Eugene Peterson just validated my love for commentaries:

“Among those for whom Scripture is a passion, reading commentaries has always seemed to me analogous to the gathering of football fans in the local bar after the game, replaying in endless detail the game they have just watched, arguing (maybe even fighting) over observations and opinion, and lacing the discourse with gossip about the players. The level of knowledge evident in these boozy colloquies is impressive. These fans have watched the game fro years; the players are household names to them; they know the fine print in the rulebook and pick up every nuance on the field. And they care immensely about what happens in the game. Their seemingly endless commentary is evidence of how much they care. Like them, I relish in a commentary not bare information but conversation with knowledgeable and experienced friends, probing, observing, questioning the biblical text.

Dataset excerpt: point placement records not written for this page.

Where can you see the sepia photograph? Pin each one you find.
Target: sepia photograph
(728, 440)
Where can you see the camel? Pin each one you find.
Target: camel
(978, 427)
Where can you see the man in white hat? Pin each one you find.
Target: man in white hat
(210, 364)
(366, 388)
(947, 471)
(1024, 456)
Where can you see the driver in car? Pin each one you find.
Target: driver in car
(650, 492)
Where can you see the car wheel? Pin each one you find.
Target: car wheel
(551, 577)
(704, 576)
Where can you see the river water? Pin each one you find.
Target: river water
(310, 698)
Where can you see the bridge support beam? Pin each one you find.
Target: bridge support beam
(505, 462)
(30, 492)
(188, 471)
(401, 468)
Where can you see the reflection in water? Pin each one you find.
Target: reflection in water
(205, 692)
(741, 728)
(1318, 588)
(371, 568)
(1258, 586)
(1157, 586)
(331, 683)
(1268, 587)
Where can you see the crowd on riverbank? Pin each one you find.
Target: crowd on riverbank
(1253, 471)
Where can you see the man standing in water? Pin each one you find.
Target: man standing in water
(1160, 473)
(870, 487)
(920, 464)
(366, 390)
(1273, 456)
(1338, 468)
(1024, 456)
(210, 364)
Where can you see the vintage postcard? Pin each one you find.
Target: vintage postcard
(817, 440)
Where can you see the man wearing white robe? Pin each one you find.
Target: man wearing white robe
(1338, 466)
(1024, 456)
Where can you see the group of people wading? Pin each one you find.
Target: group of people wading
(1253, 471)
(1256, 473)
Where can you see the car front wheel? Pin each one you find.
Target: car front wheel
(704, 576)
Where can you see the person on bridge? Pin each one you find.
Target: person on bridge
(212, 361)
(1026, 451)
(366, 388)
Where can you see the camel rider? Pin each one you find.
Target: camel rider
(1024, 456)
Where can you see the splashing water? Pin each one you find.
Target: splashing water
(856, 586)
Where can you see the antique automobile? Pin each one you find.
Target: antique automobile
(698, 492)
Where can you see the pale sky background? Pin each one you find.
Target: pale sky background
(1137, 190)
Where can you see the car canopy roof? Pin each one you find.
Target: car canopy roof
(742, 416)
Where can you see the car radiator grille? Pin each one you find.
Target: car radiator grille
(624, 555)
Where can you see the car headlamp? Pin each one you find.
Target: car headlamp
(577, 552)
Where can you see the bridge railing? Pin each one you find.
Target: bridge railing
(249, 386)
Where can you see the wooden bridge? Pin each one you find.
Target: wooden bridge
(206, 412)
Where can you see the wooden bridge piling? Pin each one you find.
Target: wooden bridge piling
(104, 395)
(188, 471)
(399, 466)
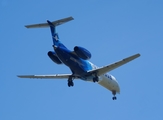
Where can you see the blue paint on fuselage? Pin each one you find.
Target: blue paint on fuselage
(76, 64)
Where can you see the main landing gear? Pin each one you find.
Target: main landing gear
(70, 82)
(114, 97)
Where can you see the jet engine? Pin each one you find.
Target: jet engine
(54, 57)
(82, 52)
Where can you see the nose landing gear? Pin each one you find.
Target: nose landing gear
(114, 97)
(70, 82)
(95, 79)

Absorbed by this plot that stretches grandly from Genesis to Revelation, captured by the messianic presence that in death and resurrection saves us one and all–there is so much to notice, so much to talk over.” (Eat This Book, p. 54)

I’ll try not to gloat.

Seriously, though, anyone who says things like “boozy colloquies”  when talking about exegeting the Scriptures gets my vote as an extraordinary writer.  Not that anyone’s counting, of course.

Most people know Peterson from his Message Bible translation, which is a good place to know him from.  But he has so much more to offer from those who stop there.  To me, he seems like a grandpa-figure–someone who you want to be around simply because he has so much wisdom to offer in a way that you can tell that life has worn away the sharp edges.

Currently listening to:  Majesty by IHOP-KC.